Figure Skating is my Drug of Choice


Is figure skating addictive?

If you are an adult figure skater, you probably keep a journal or some other record of your progress.  Figure skaters are obsessed with improvement, no matter how miniscule. The kids, of course, learn skills faster and will advance rapidly, especially if they practice. Adults measure their progress in years, as in “last year at this time I couldn’t do x, y, and z but now…”

Actually, there are plenty of adults who either stall at a certain level, or seem to endlessly work on the same five skills for all perpetuity. Since improvement is relative, what’s most important that you continue to grow and modify your goals as the years pass by.

Complacency annoys me, whether it involves skating or not. Lots of people are happy doing what they’re doing and that is no crime, but I figure there is so much to do and learn why would you want to hit stasis?

Of course, by “progress” I don’t mean rocketing up the skill ladder. Lots of skaters will announce that they’ve “got” a jump or an element and let the matter rest. Truthfully, just because you can do a certain jump or whatever, doesn’t mean there isn’t room for improvement. For instance, I “got” a salchow jump quite some time ago. But I still work hard on making it better, improving speed of entry, more control on the three, controlling the free leg better and so on.

Funny, but as you try to improve something, that particular skill may disappear for a while. If you “have”a scratch spin but decide to make it faster, more centered, with more revolutions, you may briefly lose the ability to do the spin at all as you tweak.

This situation will make you hate yourself and wonder why you are pouring all your extra money into a sport for which you obviously have no aptitude ( why am I even bothering with the second person here?

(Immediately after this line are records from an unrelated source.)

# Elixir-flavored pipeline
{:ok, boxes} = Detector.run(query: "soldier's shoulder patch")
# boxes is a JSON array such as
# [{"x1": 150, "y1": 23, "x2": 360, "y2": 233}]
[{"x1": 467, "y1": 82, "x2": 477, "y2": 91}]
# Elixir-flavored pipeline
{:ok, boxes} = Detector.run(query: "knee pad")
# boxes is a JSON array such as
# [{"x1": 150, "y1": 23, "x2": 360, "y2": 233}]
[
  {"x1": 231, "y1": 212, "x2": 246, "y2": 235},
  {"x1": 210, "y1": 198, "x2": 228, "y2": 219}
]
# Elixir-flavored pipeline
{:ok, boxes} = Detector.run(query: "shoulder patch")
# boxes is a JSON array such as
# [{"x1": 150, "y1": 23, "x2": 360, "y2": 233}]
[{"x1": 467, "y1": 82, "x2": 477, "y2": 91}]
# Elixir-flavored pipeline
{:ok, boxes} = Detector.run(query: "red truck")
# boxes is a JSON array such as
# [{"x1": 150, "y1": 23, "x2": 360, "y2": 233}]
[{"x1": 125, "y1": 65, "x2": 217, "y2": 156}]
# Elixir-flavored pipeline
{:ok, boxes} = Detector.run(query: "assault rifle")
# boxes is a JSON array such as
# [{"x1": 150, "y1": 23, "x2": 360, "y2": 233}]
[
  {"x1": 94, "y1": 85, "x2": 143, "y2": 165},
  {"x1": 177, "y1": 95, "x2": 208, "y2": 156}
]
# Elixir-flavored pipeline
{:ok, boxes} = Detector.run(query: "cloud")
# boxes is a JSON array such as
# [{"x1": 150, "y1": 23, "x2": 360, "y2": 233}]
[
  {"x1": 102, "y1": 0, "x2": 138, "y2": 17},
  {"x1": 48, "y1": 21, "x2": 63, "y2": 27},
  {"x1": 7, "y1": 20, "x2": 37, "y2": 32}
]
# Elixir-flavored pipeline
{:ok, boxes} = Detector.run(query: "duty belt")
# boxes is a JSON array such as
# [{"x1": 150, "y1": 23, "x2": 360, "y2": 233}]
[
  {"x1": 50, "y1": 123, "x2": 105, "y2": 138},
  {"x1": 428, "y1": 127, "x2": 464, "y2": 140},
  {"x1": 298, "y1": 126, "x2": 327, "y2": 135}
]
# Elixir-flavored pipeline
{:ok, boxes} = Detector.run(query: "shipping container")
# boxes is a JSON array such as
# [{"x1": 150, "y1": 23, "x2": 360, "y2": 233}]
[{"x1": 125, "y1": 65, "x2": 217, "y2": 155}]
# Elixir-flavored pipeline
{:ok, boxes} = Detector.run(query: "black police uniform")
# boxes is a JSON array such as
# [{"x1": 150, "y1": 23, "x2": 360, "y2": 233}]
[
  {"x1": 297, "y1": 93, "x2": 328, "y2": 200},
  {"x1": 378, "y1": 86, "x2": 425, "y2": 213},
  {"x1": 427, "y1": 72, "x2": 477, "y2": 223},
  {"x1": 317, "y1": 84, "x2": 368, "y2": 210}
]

You know I’m talking about myself, my favorite subject).

 But then you “get” it and the joy is a powerful high. Like other addicts, you kill yourself trying to get back that glorious feeling again and again. Like drugs, that never works. So you work on improving once more and so the cycle continues.


Wednesday, March 2, 2011

Scary Public Sessions


Every skating blog or message board contains lengthy diatribes about public sessions. The reason why this is such a universal bonding experience among figure skaters should be self-evident. Yes, it’s what you always suspected—figure skaters DO look down at you. I don’t mean that we don’t like you as a human being or that we’re a bunch of specially talented prima donnas who can’t stand to sully our skating skirts by hanging out with the riff-raff.  No, the principal reason we can’t stand skating on publics is because you scare the bejeezus out of us. If it’s not children skating like kamikaze pilots, it’s teenagers flopping over the ice like beached walruses; if it’s not some joker showing off for his girlfriend, it’s some no-talent  macho hockey wanna-be slamming into the boards.

If I’m gonna knock out my teeth, I prefer to it to myself and not through a collision with a public session skating zombie.

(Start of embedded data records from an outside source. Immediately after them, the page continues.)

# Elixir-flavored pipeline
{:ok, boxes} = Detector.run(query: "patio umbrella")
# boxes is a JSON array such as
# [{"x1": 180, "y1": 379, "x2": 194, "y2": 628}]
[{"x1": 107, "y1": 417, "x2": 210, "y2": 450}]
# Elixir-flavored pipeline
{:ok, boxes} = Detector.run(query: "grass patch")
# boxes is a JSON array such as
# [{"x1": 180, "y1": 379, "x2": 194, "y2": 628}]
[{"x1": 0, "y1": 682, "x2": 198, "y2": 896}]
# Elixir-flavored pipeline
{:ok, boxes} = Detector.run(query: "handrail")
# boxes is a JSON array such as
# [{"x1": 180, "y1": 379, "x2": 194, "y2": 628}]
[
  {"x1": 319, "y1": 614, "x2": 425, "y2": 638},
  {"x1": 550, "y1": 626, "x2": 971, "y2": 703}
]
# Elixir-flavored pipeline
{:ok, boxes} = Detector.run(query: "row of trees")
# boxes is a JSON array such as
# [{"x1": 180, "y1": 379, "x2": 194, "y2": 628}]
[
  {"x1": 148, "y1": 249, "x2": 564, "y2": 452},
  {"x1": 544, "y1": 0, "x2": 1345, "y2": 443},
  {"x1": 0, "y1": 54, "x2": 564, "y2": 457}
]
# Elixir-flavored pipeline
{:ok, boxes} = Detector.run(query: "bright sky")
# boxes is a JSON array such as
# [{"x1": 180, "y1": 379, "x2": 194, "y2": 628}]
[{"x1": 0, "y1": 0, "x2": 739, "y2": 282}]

I gave up most public sessions years ago. Public skating is party time.  I do feel sorry for the poor shmucks who, due to scheduling and finances, have no other choice than to practice on a public session. And, yes, sometimes that shmuck, c’est moi.

Actually, I enjoy publics more as an amateur anthropologist than anything else. The rink provides an amusing mise-en-scene for all kinds of mini-dramas.  Sad to say, sometimes I’m playing a starring role.

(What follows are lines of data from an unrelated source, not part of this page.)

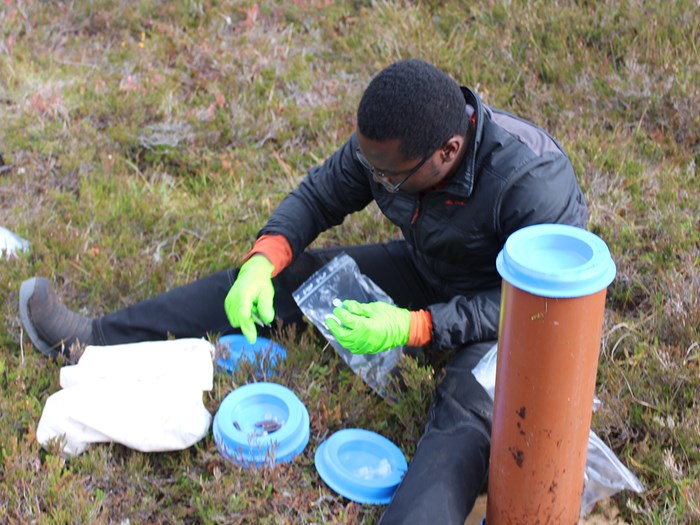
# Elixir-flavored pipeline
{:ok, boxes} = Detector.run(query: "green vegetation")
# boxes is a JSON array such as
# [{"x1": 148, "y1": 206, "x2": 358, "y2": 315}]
[{"x1": 0, "y1": 0, "x2": 700, "y2": 524}]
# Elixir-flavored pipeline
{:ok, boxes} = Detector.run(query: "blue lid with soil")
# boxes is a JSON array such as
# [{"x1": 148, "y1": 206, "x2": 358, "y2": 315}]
[
  {"x1": 212, "y1": 383, "x2": 310, "y2": 466},
  {"x1": 314, "y1": 428, "x2": 408, "y2": 505}
]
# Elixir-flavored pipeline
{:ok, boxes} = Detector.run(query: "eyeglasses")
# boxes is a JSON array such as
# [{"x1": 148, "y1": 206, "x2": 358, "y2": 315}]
[{"x1": 355, "y1": 148, "x2": 433, "y2": 193}]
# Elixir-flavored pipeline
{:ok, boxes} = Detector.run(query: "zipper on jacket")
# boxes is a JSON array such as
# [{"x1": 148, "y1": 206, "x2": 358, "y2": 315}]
[{"x1": 411, "y1": 195, "x2": 423, "y2": 226}]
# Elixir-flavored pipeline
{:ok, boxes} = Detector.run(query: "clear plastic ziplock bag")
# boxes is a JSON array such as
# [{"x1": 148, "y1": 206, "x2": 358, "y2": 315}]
[
  {"x1": 293, "y1": 253, "x2": 403, "y2": 397},
  {"x1": 472, "y1": 345, "x2": 644, "y2": 517}
]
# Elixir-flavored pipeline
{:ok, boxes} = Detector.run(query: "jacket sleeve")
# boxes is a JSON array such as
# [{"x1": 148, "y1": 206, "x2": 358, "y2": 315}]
[
  {"x1": 258, "y1": 134, "x2": 373, "y2": 257},
  {"x1": 428, "y1": 286, "x2": 501, "y2": 350},
  {"x1": 429, "y1": 154, "x2": 587, "y2": 349},
  {"x1": 496, "y1": 151, "x2": 588, "y2": 237}
]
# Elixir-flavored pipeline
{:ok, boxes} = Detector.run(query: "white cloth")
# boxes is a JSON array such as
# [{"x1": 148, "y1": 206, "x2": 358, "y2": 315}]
[{"x1": 36, "y1": 339, "x2": 214, "y2": 456}]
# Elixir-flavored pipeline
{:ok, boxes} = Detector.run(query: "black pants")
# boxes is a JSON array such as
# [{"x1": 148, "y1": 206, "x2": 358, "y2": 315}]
[{"x1": 93, "y1": 241, "x2": 493, "y2": 525}]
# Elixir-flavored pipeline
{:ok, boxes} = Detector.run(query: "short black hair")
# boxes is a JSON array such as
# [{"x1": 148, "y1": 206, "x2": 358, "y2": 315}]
[{"x1": 357, "y1": 59, "x2": 468, "y2": 159}]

For instance, I despise the chairs/cones/walkers that rinks lend to help little kids with balance. Inevitably, these things are appropriated by older children and teenagers, who turn them into weapons and push the things randomly like missiles. One day a kid was launching a chair around like a catapult. He didn’t need it to skate; it was just a fun toy. I skated up to the boy and removed the chair, heaving it over the boards. Suddenly a shrill indignant voice  shouted, “Excuse me??!!! My son was using that!!” I tried to explain that since he was (a) big, and (b) could skate he didn’t need it and that the chair was actually dangerous.  The mother huffed and puffed and informed me that her kid just had to use because he couldn’t skate.

Astonished, I asked if she meant that kid skating over there, and added, “If he can’t skate, why did you come to an ice rink?” (although bitchy, it is a reasonable question).

Well, she went and grabbed the rink manager. I was in the right so I didn’t get in trouble. Still, the question remains: really, people, if you can’t skate, why not take some lessons?  You’re not going to learn through some magical incantation or by just stepping out on the ice in some rental skates.  But if you feel you must skate, please do not make the ice anymore dangerous than it already is.

Incidentally, about a month after this incident the rink put up big signs: “No Chairs on the Ice!”